Results of the election, showing vote strength by electoral district.

| Party |  | Votes | % | +/– | Seats | +/– |
|  | GERB | 1,072,491 | 32.67 | +2.1 | 84 | –13 |
|  | BSP - Left Bulgaria | 505,527 | 15.40 | –11.2 | 39 | –45 |
|  | Movement for Rights and Freedoms | 487,134 | 14.84 | +3.5 | 38 | +2 |
|  | Reformist Bloc | 291,806 | 8.89 | +1.1 | 23 | +23 |
|  | Patriotic Front | 239,101 | 7.28 | +1.7 | 19 | +19 |
|  | Bulgaria Without Censorship | 186,938 | 5.69 | New | 15 | New |
|  | Attack | 148,262 | 4.52 | –2.8 | 11 | –12 |
|  | Alternative for Bulgarian Revival | 136,223 | 4.15 | New | 11 | New |
|  | Movement 21 | 39,221 | 1.19 | New | 0 | New |
|  | People's Voice | 37,335 | 1.14 | –0.2 | 0 | 0 |
|  | The Greens | 19,990 | 0.61 | –0.1 | 0 | 0 |
|  | Republic BG | 18,901 | 0.58 | New | 0 | New |
|  | New Bulgaria | 12,628 | 0.38 | New | 0 | New |
|  | New Alternative | 11,583 | 0.35 | –0.2 | 0 | 0 |
|  | United Bulgaria | 10,831 | 0.33 | New | 0 | New |
|  | Bulgarian Social Democracy | 9,431 | 0.29 | New | 0 | New |
|  | National Movement for Stability and Progress | 7,917 | 0.24 | New | 0 | New |
|  | Party of the Greens | 7,456 | 0.23 | New | 0 | New |
|  | The Rights | 7,234 | 0.22 | New | 0 | New |
|  | Left and the Green Party | 7,010 | 0.21 | –0.0 | 0 | 0 |
|  | Bulgarian National Union – New Democracy | 5,559 | 0.17 | New | 0 | New |
|  | New Force | 5,553 | 0.17 | New | 0 | New |
|  | Social Democratic Party | 5,398 | 0.16 | +0.1 | 0 | 0 |
|  | Community for New Bulgaria | 4,615 | 0.14 | New | 0 | New |
|  | New Time | 3,836 | 0.12 | New | 0 | New |
|  | Independents | 1,185 | 0.04 | New | 0 | New |
| Total |  | 3,283,165 | 100.00 | – | 240 | 0 |
| Valid votes |  | 3,283,165 | 93.77 |  |  |  |
| Invalid/blank votes |  | 218,125 | 6.23 |  |  |  |
| Total votes |  | 3,501,290 | 100.00 |  |  |  |
| Registered voters/turnout |  | 6,858,304 | 51.05 |  |  |  |
Source: CIK

===Voter demographics===
Gallup exit polling suggested the following demographic breakdown.

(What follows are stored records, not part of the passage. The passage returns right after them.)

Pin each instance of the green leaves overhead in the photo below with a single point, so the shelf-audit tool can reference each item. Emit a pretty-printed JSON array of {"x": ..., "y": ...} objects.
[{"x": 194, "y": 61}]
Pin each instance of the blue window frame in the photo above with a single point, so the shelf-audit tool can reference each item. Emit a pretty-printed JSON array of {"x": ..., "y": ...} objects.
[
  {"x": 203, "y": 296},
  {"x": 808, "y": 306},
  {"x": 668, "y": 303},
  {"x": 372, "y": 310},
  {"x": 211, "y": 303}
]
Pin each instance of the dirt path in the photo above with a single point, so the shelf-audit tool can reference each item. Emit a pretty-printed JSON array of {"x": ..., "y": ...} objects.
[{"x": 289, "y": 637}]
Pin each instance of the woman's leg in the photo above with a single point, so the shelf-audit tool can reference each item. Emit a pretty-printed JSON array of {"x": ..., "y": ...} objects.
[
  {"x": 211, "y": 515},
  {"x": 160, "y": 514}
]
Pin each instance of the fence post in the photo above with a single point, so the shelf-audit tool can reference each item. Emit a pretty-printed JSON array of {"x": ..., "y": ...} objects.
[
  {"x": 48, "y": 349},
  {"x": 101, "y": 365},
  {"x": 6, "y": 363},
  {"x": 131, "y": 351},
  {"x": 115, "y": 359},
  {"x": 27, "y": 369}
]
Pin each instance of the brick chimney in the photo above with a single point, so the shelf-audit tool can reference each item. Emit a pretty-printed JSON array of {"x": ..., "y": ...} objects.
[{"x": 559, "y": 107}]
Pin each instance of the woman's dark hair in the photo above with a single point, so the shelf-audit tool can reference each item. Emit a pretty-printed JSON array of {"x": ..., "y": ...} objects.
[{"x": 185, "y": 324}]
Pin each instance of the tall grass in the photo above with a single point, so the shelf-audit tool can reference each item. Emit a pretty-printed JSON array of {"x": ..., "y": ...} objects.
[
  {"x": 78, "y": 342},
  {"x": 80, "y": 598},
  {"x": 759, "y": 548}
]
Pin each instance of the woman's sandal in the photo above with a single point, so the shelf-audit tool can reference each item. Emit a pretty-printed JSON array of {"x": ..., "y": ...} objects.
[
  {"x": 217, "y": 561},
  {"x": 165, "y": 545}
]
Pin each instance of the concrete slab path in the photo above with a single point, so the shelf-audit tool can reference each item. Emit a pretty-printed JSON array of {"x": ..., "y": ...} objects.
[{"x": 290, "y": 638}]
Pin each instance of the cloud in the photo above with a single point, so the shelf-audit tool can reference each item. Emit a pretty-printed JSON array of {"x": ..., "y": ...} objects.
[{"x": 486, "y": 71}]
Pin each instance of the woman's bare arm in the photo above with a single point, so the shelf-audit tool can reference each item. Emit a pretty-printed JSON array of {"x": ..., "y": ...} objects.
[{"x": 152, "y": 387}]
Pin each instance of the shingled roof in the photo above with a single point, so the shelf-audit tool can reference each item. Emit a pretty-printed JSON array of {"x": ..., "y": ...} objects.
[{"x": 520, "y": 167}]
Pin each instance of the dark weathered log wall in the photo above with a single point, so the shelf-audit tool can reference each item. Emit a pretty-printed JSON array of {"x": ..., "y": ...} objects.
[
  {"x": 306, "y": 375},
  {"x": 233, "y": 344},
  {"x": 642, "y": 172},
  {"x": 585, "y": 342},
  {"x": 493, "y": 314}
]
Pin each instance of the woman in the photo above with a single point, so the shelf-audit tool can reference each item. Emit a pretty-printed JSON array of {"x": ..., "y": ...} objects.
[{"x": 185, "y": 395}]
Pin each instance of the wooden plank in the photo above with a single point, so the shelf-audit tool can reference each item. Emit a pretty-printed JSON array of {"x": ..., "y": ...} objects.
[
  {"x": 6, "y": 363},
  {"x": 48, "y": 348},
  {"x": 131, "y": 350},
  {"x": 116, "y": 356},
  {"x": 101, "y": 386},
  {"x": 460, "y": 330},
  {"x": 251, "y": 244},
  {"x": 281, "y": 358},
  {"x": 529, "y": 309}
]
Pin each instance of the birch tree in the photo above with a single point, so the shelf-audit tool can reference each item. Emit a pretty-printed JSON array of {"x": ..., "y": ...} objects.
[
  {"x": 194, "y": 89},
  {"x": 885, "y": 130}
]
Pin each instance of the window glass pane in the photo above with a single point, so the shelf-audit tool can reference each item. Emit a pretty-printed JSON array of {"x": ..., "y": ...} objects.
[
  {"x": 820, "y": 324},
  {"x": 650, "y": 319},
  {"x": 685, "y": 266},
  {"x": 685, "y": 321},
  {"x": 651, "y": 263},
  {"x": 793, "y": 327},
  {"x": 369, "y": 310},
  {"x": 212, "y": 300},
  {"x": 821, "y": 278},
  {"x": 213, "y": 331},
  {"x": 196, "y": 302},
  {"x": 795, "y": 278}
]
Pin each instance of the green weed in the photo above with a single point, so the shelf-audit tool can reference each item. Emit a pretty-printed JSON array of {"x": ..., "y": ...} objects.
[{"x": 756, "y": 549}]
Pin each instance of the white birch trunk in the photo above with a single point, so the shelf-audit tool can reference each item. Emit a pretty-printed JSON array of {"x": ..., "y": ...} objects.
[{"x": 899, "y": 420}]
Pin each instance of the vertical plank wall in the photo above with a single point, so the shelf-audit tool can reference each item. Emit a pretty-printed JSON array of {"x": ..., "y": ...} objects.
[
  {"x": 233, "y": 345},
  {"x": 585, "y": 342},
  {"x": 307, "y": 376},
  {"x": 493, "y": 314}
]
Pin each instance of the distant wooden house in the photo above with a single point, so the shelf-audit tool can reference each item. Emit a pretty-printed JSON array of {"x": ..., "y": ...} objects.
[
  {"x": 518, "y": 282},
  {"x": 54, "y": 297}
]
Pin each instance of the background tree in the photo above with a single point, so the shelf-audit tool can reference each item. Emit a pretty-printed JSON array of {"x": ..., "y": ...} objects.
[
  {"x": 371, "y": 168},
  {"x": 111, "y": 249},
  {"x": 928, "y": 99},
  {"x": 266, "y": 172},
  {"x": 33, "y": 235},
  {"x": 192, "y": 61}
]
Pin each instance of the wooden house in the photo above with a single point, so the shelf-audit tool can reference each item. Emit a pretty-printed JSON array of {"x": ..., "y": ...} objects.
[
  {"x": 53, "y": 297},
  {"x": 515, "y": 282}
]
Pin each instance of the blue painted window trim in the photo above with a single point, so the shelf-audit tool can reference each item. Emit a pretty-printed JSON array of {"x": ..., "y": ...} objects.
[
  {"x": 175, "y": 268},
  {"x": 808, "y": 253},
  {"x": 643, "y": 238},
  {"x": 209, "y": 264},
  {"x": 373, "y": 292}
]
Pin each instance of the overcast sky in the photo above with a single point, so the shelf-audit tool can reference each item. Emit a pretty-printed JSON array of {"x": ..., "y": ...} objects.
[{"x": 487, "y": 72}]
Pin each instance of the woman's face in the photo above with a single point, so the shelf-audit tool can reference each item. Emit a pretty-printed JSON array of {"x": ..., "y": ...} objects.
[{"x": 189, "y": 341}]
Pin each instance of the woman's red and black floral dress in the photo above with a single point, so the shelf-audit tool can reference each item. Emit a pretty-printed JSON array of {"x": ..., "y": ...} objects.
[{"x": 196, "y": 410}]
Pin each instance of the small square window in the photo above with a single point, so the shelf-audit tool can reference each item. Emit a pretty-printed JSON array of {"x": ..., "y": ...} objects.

The parties which received below 4% of the vote are included in 'Others':

Voter demographics
| Social group | % GERB | % BSP | % DPS | % RB | % PF | % BBT | % Ataka | % ABV | % Others | % Lead |
| Exit Poll Result | 34 | 16 | 12 | 9.5 | 6 | 6 | 5 | 5 | 6.5 | 18 |
| Final Result | 32.7 | 15.4 | 14.8 | 8.9 | 7.3 | 5.7 | 4.5 | 4.2 | 6.5 | 17.3 |
Gender
| Men | 34 | 14 | 13 | 9 | 7 | 6 | 7 | 4 | 6 | 18 |
| Women | 35 | 17 | 11 | 10 | 6 | 6 | 3 | 5 | 7 | 18 |
Age
| 18–30 | 35 | 8 | 16 | 12 | 5 | 7 | 4 | 3 | 10 | 19 |
| 30-60 | 37 | 13 | 12 | 12 | 6 | 6 | 5 | 5 | 4 | 24 |
| 60+ | 26 | 35 | 8 | 6 | 7 | 3 | 6 | 5 | 4 | 9 |
Highest Level of Education
| Lower Education | 19 | 21 | 35 | 3 | 4 | 6 | 6 | 1 | 5 | 14 |
| Secondary Education | 36 | 16 | 12 | 7 | 7 | 7 | 5 | 4 | 6 | 20 |
| Higher Education | 37 | 15 | 2 | 15 | 7 | 4 | 4 | 6 | 10 | 22 |
Ethnic Group
| Bulgarian | 38 | 17 | 1 | 11 | 8 | 6 | 6 | 5 | 8 | 21 |
| Turkic | 6 | 2 | 84 | 3 | 0 | 1 | 0 | 1 | 3 | 78 |
| Roma | 20 | 22 | 36 | 3 | 1 | 8 | 4 | 1 | 5 | 14 |
Location
| Towns and Villages | 24 | 18 | 31 | 4 | 3 | 6 | 6 | 4 | 4 | 7 |
| Smaller Cities | 32 | 19 | 7 | 8 | 7 | 8 | 6 | 4 | 9 | 13 |
| Larger Cities | 41 | 13 | 4 | 10 | 8 | 6 | 5 | 5 | 8 | 28 |
| Sofia | 36 | 15 | 1 | 21 | 6 | 2 | 4 | 6 | 9 | 15 |

==Reactions==
Following his party's election victory, Borisov stated that his party would try to form the next government and that he "want[s] to govern, in person".

==Government formation==

The newly elected Assembly met for the first time on 27 October.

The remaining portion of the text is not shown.